L'apogée de l'OM se trouve là, celle du football français aussi, à l'époque. Cet OM bâti par Bernard Tapie et dirigé par Raymond Goethals a tout dévasté sur son passage. Grâce au talent de ses attaquants de classe mondiale, mais aussi et surtout grâce à une force physique et tactique à laquelle personne n'avait envie de se frotter. L'interlocuteur le plus intéressant pour nous raconter tout ça est certainement l'un des défenseurs centraux de l'époque : Bernard Casoni. Déjà international, il arrive en 1990 et va former avec Carlos Mozer et Basile Boli un axe à trois centraux qui fera école. Et c'est lui qui va imposer à cette défense une culture tactique déjà très affirmée, comme le raconteront souvent ses deux compères des années plus tard. Un défenseur redoutable et déjà entraîneur dans sa tête. Pour Le Phocéen Mag, il détaille cette force qui a fait les plus grands succès de l'OM et des clubs français en coupe d'Europe.
Bernard quels étaient les principes de jeu du grand OM de Raymond Goethals ?
Bernard Casoni : "La base tactique était le 3-4-3 (ou 5-2-3), mais avant tout, c'était la solidité. On était performant dans la récupération et on allait chercher l'adversaire le plus haut possible, à domicile comme à l'extérieur. On imposait notre impact et notre domination, c'était le mot d'ordre de cette équipe, car on avait un groupe qui devait gagner tous les matches, avec des objectifs énormes fixés par les dirigeants. Ce qui est normal au vu de l'effectif qu'on avait."
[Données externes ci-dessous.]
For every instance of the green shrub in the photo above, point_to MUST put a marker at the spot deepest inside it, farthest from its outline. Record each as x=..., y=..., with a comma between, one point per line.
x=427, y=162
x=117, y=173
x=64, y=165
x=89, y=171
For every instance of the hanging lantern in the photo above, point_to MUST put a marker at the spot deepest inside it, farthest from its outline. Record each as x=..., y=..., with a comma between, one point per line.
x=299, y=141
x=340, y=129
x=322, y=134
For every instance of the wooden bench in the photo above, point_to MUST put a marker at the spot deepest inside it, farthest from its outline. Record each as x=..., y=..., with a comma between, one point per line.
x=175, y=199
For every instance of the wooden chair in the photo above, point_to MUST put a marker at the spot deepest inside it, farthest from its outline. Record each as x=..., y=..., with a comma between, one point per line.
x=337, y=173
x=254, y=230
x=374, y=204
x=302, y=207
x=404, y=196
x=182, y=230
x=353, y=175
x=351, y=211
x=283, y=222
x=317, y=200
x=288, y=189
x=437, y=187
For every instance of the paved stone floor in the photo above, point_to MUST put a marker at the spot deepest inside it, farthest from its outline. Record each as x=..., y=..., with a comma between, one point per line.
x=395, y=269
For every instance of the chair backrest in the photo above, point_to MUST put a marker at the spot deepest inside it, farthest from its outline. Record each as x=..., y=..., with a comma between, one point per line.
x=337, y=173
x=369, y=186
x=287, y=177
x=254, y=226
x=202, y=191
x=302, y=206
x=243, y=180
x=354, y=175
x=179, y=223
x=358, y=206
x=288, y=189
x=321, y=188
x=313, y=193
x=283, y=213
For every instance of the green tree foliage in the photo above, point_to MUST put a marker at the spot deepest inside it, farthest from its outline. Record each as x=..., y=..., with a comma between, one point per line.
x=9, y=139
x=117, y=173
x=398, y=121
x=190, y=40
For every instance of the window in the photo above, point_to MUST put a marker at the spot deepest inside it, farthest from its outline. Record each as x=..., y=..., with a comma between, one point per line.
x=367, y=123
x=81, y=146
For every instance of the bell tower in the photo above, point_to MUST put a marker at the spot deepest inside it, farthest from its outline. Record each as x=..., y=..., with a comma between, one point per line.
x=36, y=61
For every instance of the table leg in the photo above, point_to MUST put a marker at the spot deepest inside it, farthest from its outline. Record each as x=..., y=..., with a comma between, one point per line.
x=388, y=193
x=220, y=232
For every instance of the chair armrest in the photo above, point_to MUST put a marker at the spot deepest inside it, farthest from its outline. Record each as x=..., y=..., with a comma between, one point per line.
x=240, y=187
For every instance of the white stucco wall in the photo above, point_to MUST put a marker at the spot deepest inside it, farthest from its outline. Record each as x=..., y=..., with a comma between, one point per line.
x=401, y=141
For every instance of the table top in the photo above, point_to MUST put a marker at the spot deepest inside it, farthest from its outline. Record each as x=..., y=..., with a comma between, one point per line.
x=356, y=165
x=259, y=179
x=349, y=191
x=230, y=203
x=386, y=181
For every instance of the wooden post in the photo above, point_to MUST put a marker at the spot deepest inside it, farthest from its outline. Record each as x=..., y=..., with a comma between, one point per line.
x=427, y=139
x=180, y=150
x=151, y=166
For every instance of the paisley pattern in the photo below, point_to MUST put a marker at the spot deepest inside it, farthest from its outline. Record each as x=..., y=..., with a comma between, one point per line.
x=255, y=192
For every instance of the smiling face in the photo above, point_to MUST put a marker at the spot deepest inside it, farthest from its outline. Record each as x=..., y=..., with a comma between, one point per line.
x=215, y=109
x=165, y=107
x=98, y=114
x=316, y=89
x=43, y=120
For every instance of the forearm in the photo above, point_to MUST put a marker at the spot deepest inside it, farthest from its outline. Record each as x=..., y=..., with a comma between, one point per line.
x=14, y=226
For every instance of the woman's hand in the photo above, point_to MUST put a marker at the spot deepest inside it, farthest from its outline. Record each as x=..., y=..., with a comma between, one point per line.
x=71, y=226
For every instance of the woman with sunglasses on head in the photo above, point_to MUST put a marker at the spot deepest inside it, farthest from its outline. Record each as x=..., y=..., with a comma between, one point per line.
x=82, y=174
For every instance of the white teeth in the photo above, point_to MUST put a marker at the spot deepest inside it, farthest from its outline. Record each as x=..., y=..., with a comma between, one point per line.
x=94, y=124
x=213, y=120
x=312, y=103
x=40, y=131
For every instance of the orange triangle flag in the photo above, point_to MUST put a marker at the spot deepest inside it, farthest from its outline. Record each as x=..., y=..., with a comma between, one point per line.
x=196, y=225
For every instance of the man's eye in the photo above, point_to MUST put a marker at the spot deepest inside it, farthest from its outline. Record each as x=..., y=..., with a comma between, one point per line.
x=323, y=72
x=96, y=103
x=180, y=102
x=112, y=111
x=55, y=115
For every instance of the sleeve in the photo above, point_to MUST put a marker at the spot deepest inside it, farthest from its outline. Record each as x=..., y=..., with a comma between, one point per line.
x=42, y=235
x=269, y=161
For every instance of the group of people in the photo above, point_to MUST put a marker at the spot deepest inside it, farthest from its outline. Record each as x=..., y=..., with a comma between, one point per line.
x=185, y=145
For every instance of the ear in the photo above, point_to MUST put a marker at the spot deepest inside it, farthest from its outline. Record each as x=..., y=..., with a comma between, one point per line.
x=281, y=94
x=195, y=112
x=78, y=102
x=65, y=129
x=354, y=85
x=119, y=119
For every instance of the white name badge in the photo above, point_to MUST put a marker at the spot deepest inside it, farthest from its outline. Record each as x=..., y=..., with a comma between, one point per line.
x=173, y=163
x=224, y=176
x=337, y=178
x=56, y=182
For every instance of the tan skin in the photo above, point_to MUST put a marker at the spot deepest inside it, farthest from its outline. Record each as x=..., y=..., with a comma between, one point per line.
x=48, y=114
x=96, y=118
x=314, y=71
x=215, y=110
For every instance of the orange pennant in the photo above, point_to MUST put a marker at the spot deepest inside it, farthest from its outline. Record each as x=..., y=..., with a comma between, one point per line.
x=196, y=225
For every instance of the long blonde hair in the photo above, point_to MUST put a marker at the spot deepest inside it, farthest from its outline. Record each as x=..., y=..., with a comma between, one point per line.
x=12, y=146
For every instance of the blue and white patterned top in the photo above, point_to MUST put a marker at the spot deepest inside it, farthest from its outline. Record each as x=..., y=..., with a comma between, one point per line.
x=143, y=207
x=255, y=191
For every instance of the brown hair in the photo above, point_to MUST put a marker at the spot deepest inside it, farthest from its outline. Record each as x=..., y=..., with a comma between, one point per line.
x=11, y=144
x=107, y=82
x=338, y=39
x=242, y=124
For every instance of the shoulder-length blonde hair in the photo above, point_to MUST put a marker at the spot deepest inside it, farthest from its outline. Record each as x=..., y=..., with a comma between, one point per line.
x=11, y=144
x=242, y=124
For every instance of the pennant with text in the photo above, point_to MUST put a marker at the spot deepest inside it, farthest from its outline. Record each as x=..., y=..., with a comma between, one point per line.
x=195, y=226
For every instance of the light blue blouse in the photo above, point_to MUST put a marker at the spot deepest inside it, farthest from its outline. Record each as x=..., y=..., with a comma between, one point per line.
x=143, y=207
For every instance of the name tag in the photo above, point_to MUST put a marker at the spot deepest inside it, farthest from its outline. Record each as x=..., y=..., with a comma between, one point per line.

Il y avait un schéma tactique préférentiel ?
BC : "Oui, et c'est un peu différent de ce que les grosses équipes font aujourd'hui avec la possession. Ca partait de Pascal Olmeta, ou Fabien après, et on jouait les seconds ballons pour s'installer dans le camp adverse. Avec ça et notre pressing, on se projetait très vite vers l'avant, on provoquait et on poussait l'adversaire à la faute. On pouvait faire du jeu long comme du jeu court avec les joueurs qu'on avait. Aujourd'hui, on fait du jeu de positions, on part de derrière, mais ça n'existait pas avant".
En tant que défenseur central, tu avais quand même un rôle technique ?
BC : "Bien sûr. On avait un Basile (Boli) qui était moins doué sur les sorties de balles, donc ce rôle nous revenait à moi et à Carlos (Mozer). Mais, encore une fois, le plan était plus de faire dégager pascal pour s'imposer sur les seconds ballons. On arrivait ainsi plus vite dans le camp adverse. Nous, les trois centraux, on montait chacun notre tour faire le surnombre au milieu, parce que les deux autres étaient capables de faire du un-contre-un".
Une grosse solidité défensive impliquait aussi un repli à cinq parfois, avec les latéraux ?
BC : "Oui, on était en 3-4-3 quand on attaquait, et on passait à 4 ou à 5 en position défensive. Mais la préoccupation de défendre était généralement chez l'adversaire, parce qu'on mettait un impact énorme dans le pressing. Ce n'est pas une légende, on faisait vraiment peur, c'était notre marque de fabrique. C'est comme ça qu'on obtenait notre supériorité numérique devant et qu'on réduisait les opportunités pour les adversaires, comme les penalties, par exemple".
Vous jouiez aussi le hors-jeu, c'était assez nouveau en France...
BC : "C'est aussi devenu un marque de fabrique, et on a commencé à le faire lors de la première confrontation face au Milan en 1991. Au départ, on jouait à quatre derrière, et contre eux, on est passé à trois centraux et deux latéraux. On l'a beaucoup travaillé, et arrivé à Milan, on a joué à plat et ça les a surpris. On n'a plus changé après, on se servait du hors-jeu pour conserver le bloc-équipe, et Carlos faisait très bien ça".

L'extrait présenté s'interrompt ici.